Le 15 septembre 1966,
[…] C'est avec tristesse que j'ai lu tes paroles me disant que tu ne trouves pas en toi d'inspiration à la pensée que, d'une manière ou d'une autre, la mort s'approche de toi. Il me semble (peut-être que je me trompe) que, sur tous les plans, ta vie te permet de consacrer ton esprit, tes pensées à la Source Première de notre vie et à la nécessité pour nous d'aller consciemment et sciemment vers Elle enrichis par la connaissance de son immense Sagesse. Tu n'as pas à présent d'obligation directe envers qui que ce soit. Tu es parvenue à un âge où la société s'estime obligée de prendre soin de toi, de t'assurer le pain, le logis et le vêtement. Ainsi, utilise le privilège de ton âge et, sans relâche, élance-toi de tout ton esprit, de tout ton cœur vers l'Éternel, vers ton Père. Alors, j'en suis sûr, tu sentiras en toi une joie d'une autre nature, d'un autre « goût », et tu verras que le jour de notre mort est le grand événement de notre vie. Les approches de la mort sont douloureuses, mais la mort elle-même, c'est tout autre chose. Cette paix qui s'empare de tout notre être est si merveilleuse, si embaumée que celui qui en a fait l'expérience ne peut désormais se satisfaire de rien dans cette sphère grossière de la vie terrestre :
"Et les chants ennuyeux de la terre
Ne pouvaient remplacer les célestes sons" (1)
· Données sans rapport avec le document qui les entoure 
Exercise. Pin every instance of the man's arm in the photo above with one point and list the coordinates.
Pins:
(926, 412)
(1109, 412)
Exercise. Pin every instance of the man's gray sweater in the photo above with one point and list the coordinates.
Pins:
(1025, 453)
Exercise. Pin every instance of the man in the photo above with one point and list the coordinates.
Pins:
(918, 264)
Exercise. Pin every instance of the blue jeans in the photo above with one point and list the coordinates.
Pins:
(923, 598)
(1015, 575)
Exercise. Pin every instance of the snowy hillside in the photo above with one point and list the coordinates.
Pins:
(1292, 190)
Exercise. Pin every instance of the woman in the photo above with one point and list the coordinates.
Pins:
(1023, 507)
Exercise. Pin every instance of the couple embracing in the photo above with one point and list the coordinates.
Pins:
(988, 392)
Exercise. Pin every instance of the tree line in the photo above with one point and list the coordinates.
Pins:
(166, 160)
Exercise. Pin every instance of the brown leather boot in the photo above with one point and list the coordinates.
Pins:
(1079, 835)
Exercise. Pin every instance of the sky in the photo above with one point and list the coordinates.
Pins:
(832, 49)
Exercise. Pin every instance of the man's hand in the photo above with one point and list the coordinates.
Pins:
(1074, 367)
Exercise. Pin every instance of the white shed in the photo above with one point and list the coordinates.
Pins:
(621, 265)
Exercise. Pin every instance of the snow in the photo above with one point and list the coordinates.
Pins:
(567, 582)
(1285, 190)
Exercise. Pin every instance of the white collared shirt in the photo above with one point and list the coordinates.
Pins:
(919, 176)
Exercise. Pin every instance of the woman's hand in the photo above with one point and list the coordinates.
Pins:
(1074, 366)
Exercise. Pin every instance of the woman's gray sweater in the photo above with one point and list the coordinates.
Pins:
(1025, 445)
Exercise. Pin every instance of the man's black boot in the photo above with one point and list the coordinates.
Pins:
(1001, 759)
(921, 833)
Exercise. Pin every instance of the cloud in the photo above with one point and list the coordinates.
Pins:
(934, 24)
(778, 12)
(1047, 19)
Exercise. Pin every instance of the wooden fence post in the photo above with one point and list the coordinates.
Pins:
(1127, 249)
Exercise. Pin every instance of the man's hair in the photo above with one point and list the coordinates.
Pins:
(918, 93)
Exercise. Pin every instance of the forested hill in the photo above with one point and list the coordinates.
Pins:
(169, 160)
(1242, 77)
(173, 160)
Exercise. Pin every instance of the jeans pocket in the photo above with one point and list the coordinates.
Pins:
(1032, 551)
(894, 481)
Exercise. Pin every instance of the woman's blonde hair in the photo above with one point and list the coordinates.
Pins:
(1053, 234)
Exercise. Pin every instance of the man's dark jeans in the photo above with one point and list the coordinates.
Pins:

Chère Maria, ne te laisse pas déprimer, ne te laisse pas aller sans lutter à des pensées de désespoir. Crois fermement que notre être ne se réduit pas aux limites de ce que nous percevons ici-bas par nos sens ou par notre raison. L'être est incomparablement plus vaste, plus riche, plus beau, plus illimité. Vouloir décrire cet être avec les concepts empiriques de notre plan terrestre serait une tentative faite avec des moyens inadéquats. Ce qui est situé au-delà des limites de l'Histoire de notre monde peut être présenté dans une certaine mesure au moyen de « symboles », sous l'aspect de « mythes », sous forme de récits intentionnellement simplifiés. Et cela est plus proche de la représentation de la réalité dont nous essayons de parler que tous les essais qui démontrent « logiquement » quoi que ce soit. Dans notre esprit se trouve une capacité innée d'entrer directement dans le plus étroit et le plus vivant des contacts avec cette réalité par la voie de la foi. Oh ! nous avons tellement reçu du Christ et du Saint-Esprit que nous n'avons aucune justification dans notre abattement […]. Pardon, je me suis permis de te faire un sermon par suite de la note de tristesse que j'ai sentie dans ta lettre à propos du « début de notre marche » [départ] qui, peut-être, sera le sort de Katia […][2].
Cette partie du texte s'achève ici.